Les instruments de la RSE - lignes directrices, questionnaires de notation, kits d'autodiagnostic - sont variés, ils ne permettent pas la comparaison immédiate entre les entreprises. Dans des analyses publiées récemment, l'ORSE, dans son Guide des organismes d'analyse sociale et environnementale, et l'association des comptables généraux accrédités au Canada, CGA-Canada, déplorent le manque de convergence des méthodes d'analyse extra financière qui ne permet pas les comparaisons. La tentation est grande de normaliser les instruments, voire de certifier leur utilisation par un organisme extérieur afin de garantir l'objectivité. Mais la certification par un organisme extérieur ne résout pas le problème de fond, elle ne fait que le déplacer.

 

Les indicateurs mesurent l'adéquation à des critères qui se réfèrent eux-mêmes à un corpus de référence qu'il faut bien qualifier d'idéologique. Par exemple, le nombre de litres d'eau consommée est un indicateur, le critère étant l'utilisation raisonnable de l'eau, qui renvoie à un principe: ne pas gaspiller une ressource rare, gérer la planète. Le corpus de référence était religieux pour les Quakers qui ont inventé le concept d'investissement éthique. Aujourd'hui, on fait plus généralement référence aux conventions fondamentales de l'OIT et à la Déclaration Universelle des Droits de l'Homme, ainsi qu'aux lignes directrices de l'OCDE. Mais il n'existe pas de constitution mondiale, de textes indiscutés.

 

Le 8 juin à Bruxelles, le Conseil économique et social européen a adopté un avis sur les instruments de mesure de la RSE qui, sans privilégier l'un ou l'autre instrument, pose leurs caractéristiques nécessaires.
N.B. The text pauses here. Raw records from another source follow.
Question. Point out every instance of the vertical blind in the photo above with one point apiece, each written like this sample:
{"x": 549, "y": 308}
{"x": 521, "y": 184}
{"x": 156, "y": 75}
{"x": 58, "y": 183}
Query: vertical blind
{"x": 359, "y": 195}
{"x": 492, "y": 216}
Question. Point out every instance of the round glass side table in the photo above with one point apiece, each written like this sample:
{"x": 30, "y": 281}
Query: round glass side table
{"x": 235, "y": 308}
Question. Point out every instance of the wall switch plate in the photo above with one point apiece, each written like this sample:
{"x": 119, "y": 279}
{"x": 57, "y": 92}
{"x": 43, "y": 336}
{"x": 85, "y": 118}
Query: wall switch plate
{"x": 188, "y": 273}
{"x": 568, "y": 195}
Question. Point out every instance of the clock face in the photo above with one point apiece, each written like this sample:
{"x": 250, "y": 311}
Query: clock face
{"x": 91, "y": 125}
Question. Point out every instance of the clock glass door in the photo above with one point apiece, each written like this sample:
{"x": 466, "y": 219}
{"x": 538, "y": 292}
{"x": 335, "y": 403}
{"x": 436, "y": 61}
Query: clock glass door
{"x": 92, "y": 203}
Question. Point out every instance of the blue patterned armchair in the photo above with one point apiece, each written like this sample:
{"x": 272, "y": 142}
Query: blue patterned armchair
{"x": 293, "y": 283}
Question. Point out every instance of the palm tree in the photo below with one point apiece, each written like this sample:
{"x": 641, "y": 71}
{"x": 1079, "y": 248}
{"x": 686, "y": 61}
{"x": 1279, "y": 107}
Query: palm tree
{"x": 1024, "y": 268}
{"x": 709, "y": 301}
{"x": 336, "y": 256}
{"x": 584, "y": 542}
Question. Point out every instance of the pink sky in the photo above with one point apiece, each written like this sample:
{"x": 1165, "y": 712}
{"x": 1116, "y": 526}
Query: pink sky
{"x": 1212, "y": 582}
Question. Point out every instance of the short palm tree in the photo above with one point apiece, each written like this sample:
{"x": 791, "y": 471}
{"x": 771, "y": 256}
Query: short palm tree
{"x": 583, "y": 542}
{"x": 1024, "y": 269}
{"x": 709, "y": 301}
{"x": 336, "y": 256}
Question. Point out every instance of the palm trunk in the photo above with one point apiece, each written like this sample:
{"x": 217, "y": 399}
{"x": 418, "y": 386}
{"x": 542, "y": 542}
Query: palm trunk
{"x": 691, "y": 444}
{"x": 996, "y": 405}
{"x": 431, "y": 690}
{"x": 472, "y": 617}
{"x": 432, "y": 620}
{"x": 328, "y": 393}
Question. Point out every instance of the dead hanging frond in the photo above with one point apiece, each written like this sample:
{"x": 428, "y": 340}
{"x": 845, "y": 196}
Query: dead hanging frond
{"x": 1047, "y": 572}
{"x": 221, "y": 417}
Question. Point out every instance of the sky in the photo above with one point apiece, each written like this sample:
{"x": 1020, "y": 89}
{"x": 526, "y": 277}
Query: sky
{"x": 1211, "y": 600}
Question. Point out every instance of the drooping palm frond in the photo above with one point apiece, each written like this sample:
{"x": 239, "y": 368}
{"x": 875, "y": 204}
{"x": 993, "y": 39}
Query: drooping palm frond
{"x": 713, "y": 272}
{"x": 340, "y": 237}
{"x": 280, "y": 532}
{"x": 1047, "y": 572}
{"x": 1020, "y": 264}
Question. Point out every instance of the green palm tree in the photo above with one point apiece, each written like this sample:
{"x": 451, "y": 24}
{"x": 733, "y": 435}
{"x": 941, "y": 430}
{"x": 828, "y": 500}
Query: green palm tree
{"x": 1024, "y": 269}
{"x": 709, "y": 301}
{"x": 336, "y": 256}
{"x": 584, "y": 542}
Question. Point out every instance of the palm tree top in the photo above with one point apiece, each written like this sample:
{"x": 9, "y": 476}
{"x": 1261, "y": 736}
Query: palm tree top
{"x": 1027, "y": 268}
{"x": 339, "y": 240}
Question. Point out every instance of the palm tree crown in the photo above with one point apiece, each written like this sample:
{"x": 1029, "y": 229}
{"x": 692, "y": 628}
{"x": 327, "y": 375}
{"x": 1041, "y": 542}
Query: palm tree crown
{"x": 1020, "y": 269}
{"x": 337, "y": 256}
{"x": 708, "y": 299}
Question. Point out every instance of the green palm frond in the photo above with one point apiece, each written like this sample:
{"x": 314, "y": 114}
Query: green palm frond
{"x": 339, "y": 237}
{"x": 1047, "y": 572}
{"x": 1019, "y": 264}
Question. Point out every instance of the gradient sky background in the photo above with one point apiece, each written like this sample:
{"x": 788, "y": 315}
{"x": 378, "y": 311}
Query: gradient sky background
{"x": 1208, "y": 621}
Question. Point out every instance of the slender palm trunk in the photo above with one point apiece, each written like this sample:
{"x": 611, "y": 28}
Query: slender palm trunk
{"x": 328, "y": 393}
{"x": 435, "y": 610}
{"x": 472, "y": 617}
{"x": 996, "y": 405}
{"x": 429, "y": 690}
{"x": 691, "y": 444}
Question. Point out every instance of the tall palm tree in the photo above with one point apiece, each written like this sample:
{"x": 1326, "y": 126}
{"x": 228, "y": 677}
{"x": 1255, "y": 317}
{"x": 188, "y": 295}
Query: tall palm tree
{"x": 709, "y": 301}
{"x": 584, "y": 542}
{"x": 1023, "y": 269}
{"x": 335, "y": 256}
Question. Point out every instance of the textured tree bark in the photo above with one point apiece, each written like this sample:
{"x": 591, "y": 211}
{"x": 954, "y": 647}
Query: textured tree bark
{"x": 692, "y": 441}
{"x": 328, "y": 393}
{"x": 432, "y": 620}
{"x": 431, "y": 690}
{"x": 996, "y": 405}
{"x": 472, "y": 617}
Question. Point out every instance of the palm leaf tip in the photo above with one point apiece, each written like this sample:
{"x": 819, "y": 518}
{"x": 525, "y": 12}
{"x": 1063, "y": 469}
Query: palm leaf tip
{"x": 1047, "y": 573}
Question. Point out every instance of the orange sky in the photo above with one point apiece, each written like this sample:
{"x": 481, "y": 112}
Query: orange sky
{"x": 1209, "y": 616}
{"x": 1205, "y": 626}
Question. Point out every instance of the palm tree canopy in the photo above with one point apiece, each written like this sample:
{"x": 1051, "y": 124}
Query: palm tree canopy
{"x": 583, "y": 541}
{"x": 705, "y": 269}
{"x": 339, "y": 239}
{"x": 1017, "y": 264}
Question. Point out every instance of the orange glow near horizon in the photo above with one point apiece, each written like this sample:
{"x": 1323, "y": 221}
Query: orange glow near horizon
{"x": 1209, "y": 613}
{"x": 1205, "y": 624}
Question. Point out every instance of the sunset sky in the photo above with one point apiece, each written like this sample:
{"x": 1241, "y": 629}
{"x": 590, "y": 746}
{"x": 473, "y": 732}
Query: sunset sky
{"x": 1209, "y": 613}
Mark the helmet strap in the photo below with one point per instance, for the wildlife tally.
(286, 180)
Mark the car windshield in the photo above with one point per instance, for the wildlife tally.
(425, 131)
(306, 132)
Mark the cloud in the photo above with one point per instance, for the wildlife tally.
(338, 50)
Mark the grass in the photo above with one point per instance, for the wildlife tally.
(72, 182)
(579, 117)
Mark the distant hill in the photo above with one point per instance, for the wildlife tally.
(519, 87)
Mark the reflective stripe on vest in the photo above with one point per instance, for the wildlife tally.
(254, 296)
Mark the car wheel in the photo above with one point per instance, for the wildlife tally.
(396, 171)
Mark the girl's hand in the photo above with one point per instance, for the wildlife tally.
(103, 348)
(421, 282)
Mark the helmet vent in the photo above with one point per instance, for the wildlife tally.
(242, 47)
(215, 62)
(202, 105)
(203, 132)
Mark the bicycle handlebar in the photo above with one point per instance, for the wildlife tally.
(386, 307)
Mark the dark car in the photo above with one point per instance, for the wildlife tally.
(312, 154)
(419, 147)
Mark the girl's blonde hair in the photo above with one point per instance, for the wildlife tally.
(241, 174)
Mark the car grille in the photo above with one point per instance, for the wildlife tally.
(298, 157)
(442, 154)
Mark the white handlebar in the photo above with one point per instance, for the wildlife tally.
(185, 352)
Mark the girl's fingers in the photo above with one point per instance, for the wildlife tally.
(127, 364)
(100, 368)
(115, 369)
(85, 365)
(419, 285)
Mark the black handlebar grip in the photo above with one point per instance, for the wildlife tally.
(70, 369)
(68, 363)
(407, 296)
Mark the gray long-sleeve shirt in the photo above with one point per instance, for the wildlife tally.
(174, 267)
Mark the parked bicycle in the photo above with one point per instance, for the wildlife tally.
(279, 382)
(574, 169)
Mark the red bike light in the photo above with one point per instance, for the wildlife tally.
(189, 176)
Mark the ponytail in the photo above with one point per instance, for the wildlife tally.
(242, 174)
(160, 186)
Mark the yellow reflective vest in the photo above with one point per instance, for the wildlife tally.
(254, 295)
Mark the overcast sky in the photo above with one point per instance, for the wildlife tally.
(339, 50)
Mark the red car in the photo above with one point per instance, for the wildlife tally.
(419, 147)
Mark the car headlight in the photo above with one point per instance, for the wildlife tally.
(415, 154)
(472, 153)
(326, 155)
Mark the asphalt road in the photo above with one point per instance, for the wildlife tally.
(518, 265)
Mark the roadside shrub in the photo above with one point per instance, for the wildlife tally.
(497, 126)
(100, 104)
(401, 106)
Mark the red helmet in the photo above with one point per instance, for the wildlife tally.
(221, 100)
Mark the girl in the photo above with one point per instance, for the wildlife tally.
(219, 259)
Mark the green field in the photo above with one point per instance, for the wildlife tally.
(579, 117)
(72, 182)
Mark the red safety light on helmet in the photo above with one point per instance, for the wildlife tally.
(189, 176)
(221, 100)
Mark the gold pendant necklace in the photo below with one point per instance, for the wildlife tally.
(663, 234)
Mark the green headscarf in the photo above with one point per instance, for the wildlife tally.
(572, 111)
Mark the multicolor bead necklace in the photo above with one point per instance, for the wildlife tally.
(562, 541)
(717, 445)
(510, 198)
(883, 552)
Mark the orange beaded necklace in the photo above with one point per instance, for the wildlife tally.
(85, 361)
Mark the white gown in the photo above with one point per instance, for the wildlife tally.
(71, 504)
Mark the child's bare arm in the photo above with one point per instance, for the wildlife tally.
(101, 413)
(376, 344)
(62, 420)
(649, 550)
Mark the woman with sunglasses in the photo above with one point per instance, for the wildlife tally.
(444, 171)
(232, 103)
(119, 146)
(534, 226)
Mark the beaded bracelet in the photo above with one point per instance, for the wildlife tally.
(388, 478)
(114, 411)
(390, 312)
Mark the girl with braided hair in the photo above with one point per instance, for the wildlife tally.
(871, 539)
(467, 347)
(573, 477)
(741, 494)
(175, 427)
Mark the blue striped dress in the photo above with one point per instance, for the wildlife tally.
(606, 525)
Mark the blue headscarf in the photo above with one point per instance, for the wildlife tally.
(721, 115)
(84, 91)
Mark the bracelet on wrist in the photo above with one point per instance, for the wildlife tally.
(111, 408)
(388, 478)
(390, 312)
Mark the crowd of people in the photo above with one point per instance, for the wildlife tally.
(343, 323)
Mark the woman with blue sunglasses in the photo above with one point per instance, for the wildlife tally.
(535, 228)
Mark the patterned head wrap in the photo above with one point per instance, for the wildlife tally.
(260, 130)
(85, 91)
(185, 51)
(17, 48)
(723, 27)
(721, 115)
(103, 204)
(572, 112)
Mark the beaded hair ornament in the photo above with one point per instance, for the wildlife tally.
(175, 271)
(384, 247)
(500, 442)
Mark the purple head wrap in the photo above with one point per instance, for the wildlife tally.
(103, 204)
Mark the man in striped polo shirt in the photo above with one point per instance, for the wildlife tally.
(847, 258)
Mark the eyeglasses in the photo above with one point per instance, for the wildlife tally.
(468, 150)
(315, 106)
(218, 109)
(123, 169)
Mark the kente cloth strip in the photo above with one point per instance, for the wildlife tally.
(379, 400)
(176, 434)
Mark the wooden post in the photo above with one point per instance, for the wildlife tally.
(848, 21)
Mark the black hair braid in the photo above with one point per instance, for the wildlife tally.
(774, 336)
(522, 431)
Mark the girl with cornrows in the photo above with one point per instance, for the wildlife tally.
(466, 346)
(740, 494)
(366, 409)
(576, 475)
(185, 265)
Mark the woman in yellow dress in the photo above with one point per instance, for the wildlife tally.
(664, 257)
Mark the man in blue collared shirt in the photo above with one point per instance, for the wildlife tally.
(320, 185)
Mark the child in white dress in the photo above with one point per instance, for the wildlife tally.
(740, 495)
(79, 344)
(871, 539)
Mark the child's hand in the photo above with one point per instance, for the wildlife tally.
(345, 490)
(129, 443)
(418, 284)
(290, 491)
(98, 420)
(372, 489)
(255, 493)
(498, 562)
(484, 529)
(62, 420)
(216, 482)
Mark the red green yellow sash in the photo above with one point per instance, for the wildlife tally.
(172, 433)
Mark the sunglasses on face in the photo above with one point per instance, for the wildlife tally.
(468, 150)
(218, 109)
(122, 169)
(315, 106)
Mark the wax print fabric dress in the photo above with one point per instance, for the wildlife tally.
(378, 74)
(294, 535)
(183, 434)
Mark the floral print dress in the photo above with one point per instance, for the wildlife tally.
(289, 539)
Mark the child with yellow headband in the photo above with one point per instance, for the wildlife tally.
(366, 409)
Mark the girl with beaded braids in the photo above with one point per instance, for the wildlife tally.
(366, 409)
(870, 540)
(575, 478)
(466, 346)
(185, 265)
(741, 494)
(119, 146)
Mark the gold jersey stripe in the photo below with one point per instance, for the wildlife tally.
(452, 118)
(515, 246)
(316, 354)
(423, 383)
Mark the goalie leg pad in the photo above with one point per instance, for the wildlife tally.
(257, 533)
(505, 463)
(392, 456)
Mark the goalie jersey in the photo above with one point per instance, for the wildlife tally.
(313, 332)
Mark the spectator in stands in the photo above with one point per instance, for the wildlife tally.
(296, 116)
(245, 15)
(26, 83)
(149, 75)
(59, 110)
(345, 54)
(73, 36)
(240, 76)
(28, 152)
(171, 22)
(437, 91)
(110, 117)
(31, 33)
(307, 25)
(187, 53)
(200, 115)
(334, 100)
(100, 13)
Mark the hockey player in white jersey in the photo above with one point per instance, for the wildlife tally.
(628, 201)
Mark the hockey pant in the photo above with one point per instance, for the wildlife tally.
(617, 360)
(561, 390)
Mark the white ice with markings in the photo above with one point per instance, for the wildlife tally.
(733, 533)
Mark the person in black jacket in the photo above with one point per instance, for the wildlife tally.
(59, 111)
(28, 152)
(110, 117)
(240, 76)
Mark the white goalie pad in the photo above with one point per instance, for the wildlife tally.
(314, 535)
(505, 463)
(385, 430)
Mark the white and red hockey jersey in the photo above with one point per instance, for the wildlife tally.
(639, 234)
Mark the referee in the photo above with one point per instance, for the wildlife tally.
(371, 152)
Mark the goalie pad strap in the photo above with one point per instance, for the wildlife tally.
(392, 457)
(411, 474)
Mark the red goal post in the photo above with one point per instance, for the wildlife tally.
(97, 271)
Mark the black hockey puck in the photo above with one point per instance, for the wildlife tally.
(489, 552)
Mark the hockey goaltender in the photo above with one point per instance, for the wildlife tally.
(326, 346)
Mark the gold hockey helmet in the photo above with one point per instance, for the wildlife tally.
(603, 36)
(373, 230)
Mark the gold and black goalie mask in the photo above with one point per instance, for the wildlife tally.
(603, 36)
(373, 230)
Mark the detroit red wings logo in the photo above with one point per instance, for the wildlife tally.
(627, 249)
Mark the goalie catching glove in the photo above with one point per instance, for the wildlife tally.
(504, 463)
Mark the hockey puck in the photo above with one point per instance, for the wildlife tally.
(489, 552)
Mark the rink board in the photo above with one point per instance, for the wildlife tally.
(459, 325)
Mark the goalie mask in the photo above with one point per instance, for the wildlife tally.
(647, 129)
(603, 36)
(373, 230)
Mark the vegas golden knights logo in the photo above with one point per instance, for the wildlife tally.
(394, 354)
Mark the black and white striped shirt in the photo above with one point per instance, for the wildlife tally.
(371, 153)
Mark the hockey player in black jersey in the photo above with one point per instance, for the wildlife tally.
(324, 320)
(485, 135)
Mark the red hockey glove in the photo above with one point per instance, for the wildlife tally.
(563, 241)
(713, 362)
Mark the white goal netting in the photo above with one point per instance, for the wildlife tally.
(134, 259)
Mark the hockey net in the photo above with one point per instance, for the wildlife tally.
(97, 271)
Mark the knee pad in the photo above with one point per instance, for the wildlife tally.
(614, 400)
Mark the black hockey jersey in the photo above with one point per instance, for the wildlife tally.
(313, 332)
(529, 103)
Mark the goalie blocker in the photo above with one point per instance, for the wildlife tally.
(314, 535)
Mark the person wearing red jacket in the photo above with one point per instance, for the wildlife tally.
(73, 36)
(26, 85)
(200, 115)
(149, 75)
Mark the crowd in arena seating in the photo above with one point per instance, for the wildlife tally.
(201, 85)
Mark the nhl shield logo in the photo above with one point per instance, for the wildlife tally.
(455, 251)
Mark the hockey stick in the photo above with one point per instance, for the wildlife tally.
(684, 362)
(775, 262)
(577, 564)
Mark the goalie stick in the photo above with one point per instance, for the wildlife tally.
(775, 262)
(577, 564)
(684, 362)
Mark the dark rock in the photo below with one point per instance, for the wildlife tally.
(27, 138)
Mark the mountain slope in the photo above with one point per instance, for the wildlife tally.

Ce texte, dont l'équilibre a permis son adoption à une large majorité, est né à l'initiative d'une conseillère française, Evelyne Pichenot, qui avait pris comme expert l'auteur de ces lignes. L'avis considère que les instruments devraient faire référence aux principes internationalement reconnus ainsi qu'à l'acquis communautaire, et s'adapter aux diverses situations - selon les secteurs, la taille des entreprises, le caractère lucratif ou non, les territoires-. Les instruments doivent être clairs sur le plan idéologique - en affichant le corpus de référence - et sur le plan technique - en déterminant des indicateurs cohérents, pertinents et fiables-.

 

Les instruments ne sont pas bons ou mauvais par essence, ils se référent à un contexte sociologique et historique précis et au point de vue de l'utilisateur. Ce qui est délocalisation pour l'un est arrivée de nouveaux investissements pour l'autre. C'est pourquoi il nous semble que les instruments n'ont de sens que dans un dialogue avec les parties prenantes concernées. Celles-ci ayant des intérêts différents, voire divergents, l'exercice n'est pas simple. Paul Valéry disait "tout ce qui est simple est faux, tout ce qui est compliqué est inutilisable" , ce n'est pas une raison pour ne pas essayer d'améliorer les instruments de la RSE.